La porte s'ouvrit quelques heures après ce cauchemar. L'odeur rugueuse du café se répandit dans la pièce et je fronçai le nez, dégoûté par cet arôme. Faisant fi de la douleur dans mes côtes, je remontai la couverture jusque sous mon nez.

Mon corps restait douloureux. Des cicatrices subsisteraient de l'épreuve qu'il avait subie. Je devais me montrer fort, ne pas laisser les habitants briser mon esprit. Il ne fallait pas fuir, mais rester debout face à l'adversité. Je trouvai la force de m'asseoir sur le canapé alors que l'inspecteur Thiers posait son plateau et s'installait dans le fauteuil face à moi.

Je souris, étrangement rassuré par la présence de cet homme. Une vive douleur transperça ma tête et je retins une grimace. Celle-ci ne passa pas inaperçue et l'inspecteur me lança immédiatement un regard inquiet. J'inclinai légèrement le menton, essayant de lui faire comprendre que tout allait bien.

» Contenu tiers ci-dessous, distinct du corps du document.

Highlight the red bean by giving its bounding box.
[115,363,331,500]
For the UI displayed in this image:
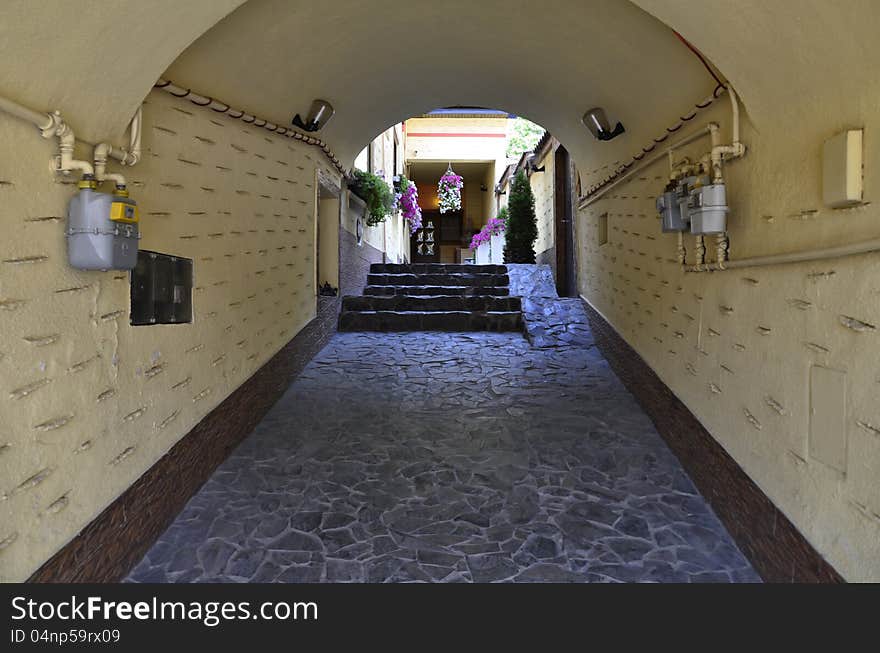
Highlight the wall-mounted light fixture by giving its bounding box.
[290,100,336,132]
[581,107,626,141]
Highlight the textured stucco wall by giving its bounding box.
[576,93,880,581]
[0,92,333,581]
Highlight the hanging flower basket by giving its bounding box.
[437,164,464,213]
[395,176,422,233]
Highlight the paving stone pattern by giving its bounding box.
[128,266,760,582]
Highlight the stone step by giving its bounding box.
[367,272,510,286]
[370,263,507,274]
[364,286,510,297]
[342,295,522,313]
[339,311,523,331]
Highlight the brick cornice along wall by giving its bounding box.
[28,297,339,583]
[581,298,844,583]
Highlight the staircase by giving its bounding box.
[339,263,523,331]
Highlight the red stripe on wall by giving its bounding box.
[407,132,507,138]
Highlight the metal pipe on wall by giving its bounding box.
[578,124,712,209]
[683,238,880,272]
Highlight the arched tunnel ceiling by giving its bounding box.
[167,0,713,164]
[0,0,243,142]
[0,0,880,172]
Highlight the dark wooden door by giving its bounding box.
[553,145,577,297]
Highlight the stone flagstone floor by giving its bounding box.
[128,268,760,582]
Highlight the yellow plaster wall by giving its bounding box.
[576,98,880,581]
[0,92,334,581]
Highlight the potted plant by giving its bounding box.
[348,170,394,227]
[504,170,538,263]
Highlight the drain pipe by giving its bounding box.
[94,107,143,190]
[711,84,746,184]
[0,97,95,176]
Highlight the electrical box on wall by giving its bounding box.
[822,129,863,209]
[131,250,193,326]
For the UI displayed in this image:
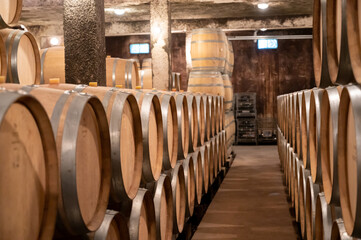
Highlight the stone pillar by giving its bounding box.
[64,0,106,86]
[150,0,172,90]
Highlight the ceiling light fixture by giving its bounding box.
[257,3,269,10]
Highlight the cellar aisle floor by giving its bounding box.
[192,146,299,240]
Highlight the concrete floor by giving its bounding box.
[192,146,299,240]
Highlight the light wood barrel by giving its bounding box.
[0,0,23,24]
[0,37,7,77]
[127,89,163,182]
[40,47,65,84]
[186,94,198,153]
[331,218,354,240]
[1,84,111,235]
[191,28,228,72]
[301,90,311,169]
[208,96,216,138]
[222,74,233,112]
[295,91,303,159]
[205,140,215,186]
[202,94,212,142]
[0,91,59,240]
[171,162,188,234]
[315,192,332,240]
[188,71,224,97]
[299,165,311,239]
[312,0,332,88]
[195,94,207,147]
[199,144,209,194]
[183,154,196,217]
[0,29,41,85]
[88,210,130,240]
[140,58,153,89]
[320,88,342,206]
[225,40,234,78]
[153,174,173,240]
[128,188,157,240]
[106,58,140,89]
[309,89,324,183]
[337,85,361,238]
[41,84,143,203]
[192,149,203,204]
[225,112,236,148]
[306,176,320,239]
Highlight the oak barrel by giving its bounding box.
[188,71,224,97]
[182,154,196,217]
[171,162,188,234]
[128,188,157,240]
[0,0,23,24]
[0,91,59,240]
[41,84,143,203]
[106,57,140,89]
[88,210,130,240]
[320,87,342,206]
[191,28,228,72]
[0,29,41,85]
[1,84,111,235]
[40,47,65,84]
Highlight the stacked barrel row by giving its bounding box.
[277,85,361,239]
[188,28,235,155]
[0,83,226,239]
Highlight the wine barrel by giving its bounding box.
[309,89,324,183]
[337,85,361,238]
[172,92,190,159]
[183,154,196,217]
[129,89,163,182]
[186,94,198,153]
[225,40,234,78]
[312,0,332,88]
[192,149,203,204]
[205,140,215,186]
[299,165,311,239]
[0,91,59,240]
[208,96,216,138]
[171,162,188,234]
[169,72,181,91]
[187,71,224,97]
[128,188,157,240]
[225,112,236,148]
[301,90,311,169]
[191,28,228,72]
[340,0,361,84]
[0,36,7,77]
[320,87,342,206]
[106,58,141,89]
[306,176,320,239]
[202,94,212,141]
[195,94,206,147]
[41,84,143,203]
[0,29,41,85]
[153,174,173,240]
[0,0,23,24]
[40,47,65,84]
[140,58,153,89]
[294,156,303,222]
[222,74,233,112]
[315,192,332,240]
[199,144,209,194]
[331,218,354,240]
[88,210,129,240]
[1,84,111,235]
[295,91,303,159]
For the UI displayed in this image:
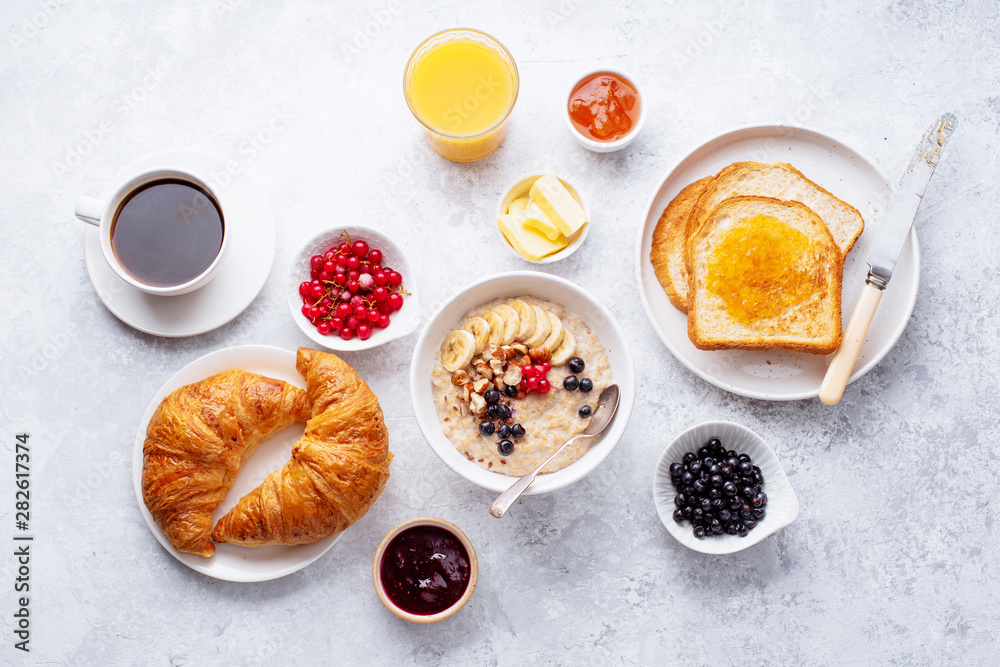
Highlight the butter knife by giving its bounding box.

Le silence s'étira alors que l'inspecteur me versait une tasse de café. Il me la tendit d'une main assurée, mais je déclinai poliment.

— Je ne bois pas de café.

Thiers eut un sourire gêné et reposa la tasse de café avant de se saisir de l'autre carafe contenant du thé. Les volutes de fumée dansèrent au dessus du liquide ambré. La tasse réchauffa mes mains et cette douce chaleur se répandit dans mon corps. Je sirotai lentement le contenant de ma tasse.

— Comment te sens-tu ce matin ?

L'inspecteur rompit le silence avant de déposer sa tasse sur la table basse. L'inquiétude de son regard cachait sa bienveillance. Je n'osais pas lui dire la vérité.

— Mieux.

— Je te trouve toujours très pâle.

Il haussa les épaules, essayant de me pousser à la confidence. Je tentais à nouveau un sourire.

— J'ai perdu pas mal de sang, mon corps doit s'en remettre.

— En effet oui. Que veux-tu manger ?

— Oh, je ne sais pas.

L'inspecteur laissa un petit rire avant de me tendre du pain. Je saisis une tranche et humai cette délicieuse odeur. Mon ventre protesta contre la faim et j'engloutis le morceau avec plaisir. J'hésitai avant de me resservir, mais le regard inquiet de l'inspecteur m'y poussa. Une fois que j'eus mangé à satiété, je me carrai contre le dossier du canapé. Le silence menaçait à nouveau de s'étirer entre nous, mais Thiers intervint.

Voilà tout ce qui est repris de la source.